6. Life on Mars: Poems – Tracy K. Smith 


This book has lines of beauty and poems that make you feel like a speck of pepper on someones sandwich. Was it the best book of poetry I’ve ever read? No. Did it win a Pulitzer? Yes. Sometimes books that win prizes have agendas far more complicated than just the fact that they’re wonderful books. This year the NASA program had to go through a funding cut, this year Tracy K. Smith wrote Life on Mars mostly about space and its many mysteries but also about her father who worked for a number of years at NASA. This is just a correlation, not a cause and effect of Smith winning the prize. This book of poetry has moments of subtle tenderness, but I can’t say that it’s a complete collection of poetry.
Sometimes, I wasn’t sure if Smith was actually on Mars when she wrote these poems and other times I was right there with her, huddled in the vowel and reading aloud as fast as I could just to feel my body melt into the words and sigh with my “Oh my God, that’s beautiful.” The poems where I was lost or made little sense were altogether frustrating because I could see that she was getting at the heart, her heart, but she never broke through. I hate when poets say they wanted that poem or that line to be ambiguous. While sometimes that can mean “showing not telling” usually it means pure confusion. I hate poems where I feel like she’s so close to saying something meaningful and yet she gets to the crust and backs off. FACK. Don’t back off, cut your feet on the cliffs and jump.
- “We have gone looking for it everywhere:/in Bibles and bandwith, blooming/like a wound from the ocean floor.” – It & Co.
- “When our laughter skids across the floor/like beads yanked from some girl’s throat,/what waits where the laughter gathers?”
- “Tina say what if dark matter is like the space between people when what holds them together isn’t exactly love, and I think that sounds right” (37).
I happened on this wordpress review/conversation and it matches my sentiment exactly. Thank you, Nancy.

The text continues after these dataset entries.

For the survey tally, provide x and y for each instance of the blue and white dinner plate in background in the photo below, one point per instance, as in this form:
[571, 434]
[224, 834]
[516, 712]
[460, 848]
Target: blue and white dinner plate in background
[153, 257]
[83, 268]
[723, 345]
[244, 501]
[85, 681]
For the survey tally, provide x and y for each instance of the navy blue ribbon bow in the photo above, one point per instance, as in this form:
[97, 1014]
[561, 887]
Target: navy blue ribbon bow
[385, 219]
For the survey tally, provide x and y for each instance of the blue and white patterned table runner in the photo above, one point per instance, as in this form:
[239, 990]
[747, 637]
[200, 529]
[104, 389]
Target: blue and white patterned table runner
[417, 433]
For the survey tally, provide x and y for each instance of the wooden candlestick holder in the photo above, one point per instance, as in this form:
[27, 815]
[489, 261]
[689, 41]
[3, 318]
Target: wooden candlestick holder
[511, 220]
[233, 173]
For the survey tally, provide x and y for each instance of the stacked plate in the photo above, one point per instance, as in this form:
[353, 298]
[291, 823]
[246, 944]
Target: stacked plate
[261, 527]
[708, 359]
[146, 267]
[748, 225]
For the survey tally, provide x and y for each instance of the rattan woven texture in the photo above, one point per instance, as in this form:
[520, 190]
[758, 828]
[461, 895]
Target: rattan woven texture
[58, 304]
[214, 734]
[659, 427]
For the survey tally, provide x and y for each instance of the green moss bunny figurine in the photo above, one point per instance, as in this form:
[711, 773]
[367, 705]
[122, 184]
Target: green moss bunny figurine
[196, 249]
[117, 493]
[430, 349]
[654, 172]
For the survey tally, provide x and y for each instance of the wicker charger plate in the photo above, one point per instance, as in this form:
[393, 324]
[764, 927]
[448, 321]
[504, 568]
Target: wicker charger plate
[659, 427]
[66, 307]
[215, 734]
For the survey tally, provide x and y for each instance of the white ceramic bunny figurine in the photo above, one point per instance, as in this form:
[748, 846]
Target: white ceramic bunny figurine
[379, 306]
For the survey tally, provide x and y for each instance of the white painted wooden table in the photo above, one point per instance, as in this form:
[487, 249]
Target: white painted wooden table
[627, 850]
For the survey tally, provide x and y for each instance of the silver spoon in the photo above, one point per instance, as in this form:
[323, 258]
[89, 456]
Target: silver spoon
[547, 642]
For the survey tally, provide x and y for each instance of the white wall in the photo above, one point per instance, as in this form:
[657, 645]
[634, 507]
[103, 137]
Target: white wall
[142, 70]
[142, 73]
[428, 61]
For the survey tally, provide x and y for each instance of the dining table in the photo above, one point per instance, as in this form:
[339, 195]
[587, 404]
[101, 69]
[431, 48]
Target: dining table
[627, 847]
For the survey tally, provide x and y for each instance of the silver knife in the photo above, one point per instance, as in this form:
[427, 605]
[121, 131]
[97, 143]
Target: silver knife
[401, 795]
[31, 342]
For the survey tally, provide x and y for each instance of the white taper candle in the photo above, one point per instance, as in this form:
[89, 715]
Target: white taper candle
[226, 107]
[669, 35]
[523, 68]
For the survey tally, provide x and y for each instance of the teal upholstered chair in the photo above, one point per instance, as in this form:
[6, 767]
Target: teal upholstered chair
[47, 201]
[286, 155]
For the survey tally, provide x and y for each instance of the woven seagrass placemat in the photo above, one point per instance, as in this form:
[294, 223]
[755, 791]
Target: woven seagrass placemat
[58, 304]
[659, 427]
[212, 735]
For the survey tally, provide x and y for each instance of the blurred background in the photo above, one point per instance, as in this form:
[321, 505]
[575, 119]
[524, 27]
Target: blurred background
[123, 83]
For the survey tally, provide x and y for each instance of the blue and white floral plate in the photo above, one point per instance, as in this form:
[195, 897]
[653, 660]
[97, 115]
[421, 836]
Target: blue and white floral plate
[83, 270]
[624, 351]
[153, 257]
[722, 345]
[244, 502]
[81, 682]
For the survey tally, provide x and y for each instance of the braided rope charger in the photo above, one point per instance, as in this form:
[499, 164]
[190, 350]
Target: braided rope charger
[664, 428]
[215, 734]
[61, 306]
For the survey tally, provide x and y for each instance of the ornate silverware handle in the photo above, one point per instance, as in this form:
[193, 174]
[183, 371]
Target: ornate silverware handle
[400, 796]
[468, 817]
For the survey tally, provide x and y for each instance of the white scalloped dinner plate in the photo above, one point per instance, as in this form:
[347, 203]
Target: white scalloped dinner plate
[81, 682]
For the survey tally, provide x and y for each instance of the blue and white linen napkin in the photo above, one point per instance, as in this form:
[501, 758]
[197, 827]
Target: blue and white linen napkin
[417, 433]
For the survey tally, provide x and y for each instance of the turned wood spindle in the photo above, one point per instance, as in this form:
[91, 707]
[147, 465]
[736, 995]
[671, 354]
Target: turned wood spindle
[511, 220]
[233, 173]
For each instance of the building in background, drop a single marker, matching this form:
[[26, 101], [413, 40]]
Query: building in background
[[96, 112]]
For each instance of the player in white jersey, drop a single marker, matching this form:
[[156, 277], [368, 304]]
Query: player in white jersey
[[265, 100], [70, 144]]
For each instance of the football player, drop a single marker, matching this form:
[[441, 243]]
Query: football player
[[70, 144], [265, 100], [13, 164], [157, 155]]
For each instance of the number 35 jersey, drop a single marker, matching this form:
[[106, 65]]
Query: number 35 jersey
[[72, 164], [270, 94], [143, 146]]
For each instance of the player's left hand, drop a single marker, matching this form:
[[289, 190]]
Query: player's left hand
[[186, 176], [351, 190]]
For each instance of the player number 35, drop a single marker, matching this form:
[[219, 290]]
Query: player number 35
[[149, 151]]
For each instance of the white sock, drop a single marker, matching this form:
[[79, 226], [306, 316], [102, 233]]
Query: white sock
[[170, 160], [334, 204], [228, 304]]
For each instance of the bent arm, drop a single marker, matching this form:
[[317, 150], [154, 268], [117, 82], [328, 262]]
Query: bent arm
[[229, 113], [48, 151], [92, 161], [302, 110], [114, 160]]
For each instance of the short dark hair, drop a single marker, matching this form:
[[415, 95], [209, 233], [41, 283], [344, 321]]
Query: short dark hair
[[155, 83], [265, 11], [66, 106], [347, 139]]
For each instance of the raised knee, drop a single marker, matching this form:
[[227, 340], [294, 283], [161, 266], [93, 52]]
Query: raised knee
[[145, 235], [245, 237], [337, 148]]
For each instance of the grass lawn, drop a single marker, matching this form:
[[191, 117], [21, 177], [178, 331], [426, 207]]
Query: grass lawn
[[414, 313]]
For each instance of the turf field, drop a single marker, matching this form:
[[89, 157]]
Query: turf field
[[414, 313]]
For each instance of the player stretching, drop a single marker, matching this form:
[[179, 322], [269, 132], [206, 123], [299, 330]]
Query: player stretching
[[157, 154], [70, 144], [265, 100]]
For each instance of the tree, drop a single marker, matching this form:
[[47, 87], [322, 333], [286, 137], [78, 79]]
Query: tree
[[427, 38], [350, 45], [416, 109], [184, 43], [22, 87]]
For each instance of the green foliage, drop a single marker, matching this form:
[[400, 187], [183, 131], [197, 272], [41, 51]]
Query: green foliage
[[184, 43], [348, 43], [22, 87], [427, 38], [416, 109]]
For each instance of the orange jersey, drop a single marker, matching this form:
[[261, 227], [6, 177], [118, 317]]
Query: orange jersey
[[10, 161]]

My Instagram of Embroideries.
7. Embroideries – Maryjane Satrapi 

Reading this book was like going to a tupperware party with your grandmother and her Bunko group. Believe me, you’ll never guess what embroideries stands for and you’ll probably never want to experience that meaning without pain medication.

The Heart is a Lonely Hunter – Carson McCullers
8. The Heart is a Lonely Hunter – Carson McCullers 
Jinger, I’m sorry I have to do this to my dear penpal. I HATED THIS BOOK. THIS IS A SPOILER SENTENCE: You want me to spend a whole book with a mute who loses his odd other half, helps a bunch of people experience a journey that moves them almost nowhere, but through a life that none of them really want, and then kills himself at the end. You have to be kidding me. Was there anything to like about this book ever? …Maybe I liked the way Mick was described as the neighborhood tomboy in her rolled up jean shorts and her secret cigarette purchases. MAYBE.
That’s it. I never want to see this book ever again.